Закончив, Дуан умолк. Он видел, что бабушка и теперь прожигает его глазами, смотрели и остальные, но куда менее пытливо; кажется, они просто ждали чего-то еще. Кто-то тихо шептался, но многие уже улыбались с благоговейной жалостью. Добрый знак.
— Вы так бледны… — прошептала одна из советниц.
— Не тревожьтесь, — ласково отозвался принц. — Я уже оживаю от теплого приема, что вы мне оказали. Это не беда.
На самом деле беда была еще та: Дуану пришлось восемь дней кряду обмазывать себя водорослевыми отварами, сводящими смуглость. За прошедшие Приливы он здорово загорел под заморским пеклом. Да и довольно долгая голодовка, как ему казалось, не смогла превратить его в замученного узника пещер.
И все же…
Все же ему верили; большинство собравшихся — так точно верило. Может, потому что роза на ладони уже сама по себе была для них достаточным доказательством, без всяких баек: магии, подделывающей ее, не существовало. Дуан ответил на все улыбки, на все заискивающие взгляды, прокашлялся и приступил к финальному витку своей запланированной речи:
— Я знаю, что королевство бедствует без отца. Я не сомневаюсь: именно из-за этих бедствий боги наконец помиловали и пробудили меня. Я стану тем, кем должен был стать, если конечно… — он оглядел всех вновь, — вы примете меня. Возможно, я проклят богами, но все, чего я хочу, — вернуться домой. Вы дадите мне шанс?

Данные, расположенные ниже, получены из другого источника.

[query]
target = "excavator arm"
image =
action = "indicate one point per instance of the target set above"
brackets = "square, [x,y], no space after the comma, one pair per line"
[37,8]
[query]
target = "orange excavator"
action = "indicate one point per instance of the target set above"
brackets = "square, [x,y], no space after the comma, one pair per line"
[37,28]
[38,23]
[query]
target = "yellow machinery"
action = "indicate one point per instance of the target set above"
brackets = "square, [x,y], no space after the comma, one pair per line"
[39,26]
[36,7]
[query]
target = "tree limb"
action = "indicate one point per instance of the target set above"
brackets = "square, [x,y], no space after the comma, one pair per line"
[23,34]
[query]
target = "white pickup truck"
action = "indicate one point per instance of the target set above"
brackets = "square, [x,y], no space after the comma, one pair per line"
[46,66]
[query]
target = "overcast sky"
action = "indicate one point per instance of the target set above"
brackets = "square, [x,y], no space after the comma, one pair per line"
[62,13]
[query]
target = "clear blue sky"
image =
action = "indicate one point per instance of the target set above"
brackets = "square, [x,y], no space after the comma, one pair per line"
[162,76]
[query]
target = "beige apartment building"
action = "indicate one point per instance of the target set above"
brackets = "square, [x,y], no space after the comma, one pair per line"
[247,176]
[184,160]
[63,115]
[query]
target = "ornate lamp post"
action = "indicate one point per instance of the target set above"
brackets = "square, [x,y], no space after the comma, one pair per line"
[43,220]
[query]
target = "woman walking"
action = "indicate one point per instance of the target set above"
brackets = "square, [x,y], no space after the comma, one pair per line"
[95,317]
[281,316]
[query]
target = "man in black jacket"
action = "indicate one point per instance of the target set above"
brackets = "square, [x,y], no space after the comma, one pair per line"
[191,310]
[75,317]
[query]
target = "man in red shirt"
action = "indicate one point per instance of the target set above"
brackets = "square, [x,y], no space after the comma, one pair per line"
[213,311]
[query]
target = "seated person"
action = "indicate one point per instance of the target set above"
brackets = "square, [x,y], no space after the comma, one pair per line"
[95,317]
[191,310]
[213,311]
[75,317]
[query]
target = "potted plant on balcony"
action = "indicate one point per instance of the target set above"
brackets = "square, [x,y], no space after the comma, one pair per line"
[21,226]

Я прошу вас проголосовать.
— Прошу простить. А что же будет с вашей сестрой, любезный принц?
Советник, задавший этот вопрос, не был знаком Дуану; видимо, пришел сравнительно недавно. При звуке мягкого низкого голоса все вновь зашептались, и неудивительно: заговорил нуц. Единственный нуц в Правом, мужском, полусовете, впрочем, среди женщин чернолицых тоже не было. Тем более странно выглядело это существо в одежде белого народа — камизе, перепоясанной плетёным ремнем, сюрко и расшитых серебристым узором штанах. Черные прямые волосы советник не собрал и не заплел, но завел за острые удлиненные уши. Золотые глаза ровно горели и хранили вдумчивое, живое выражение.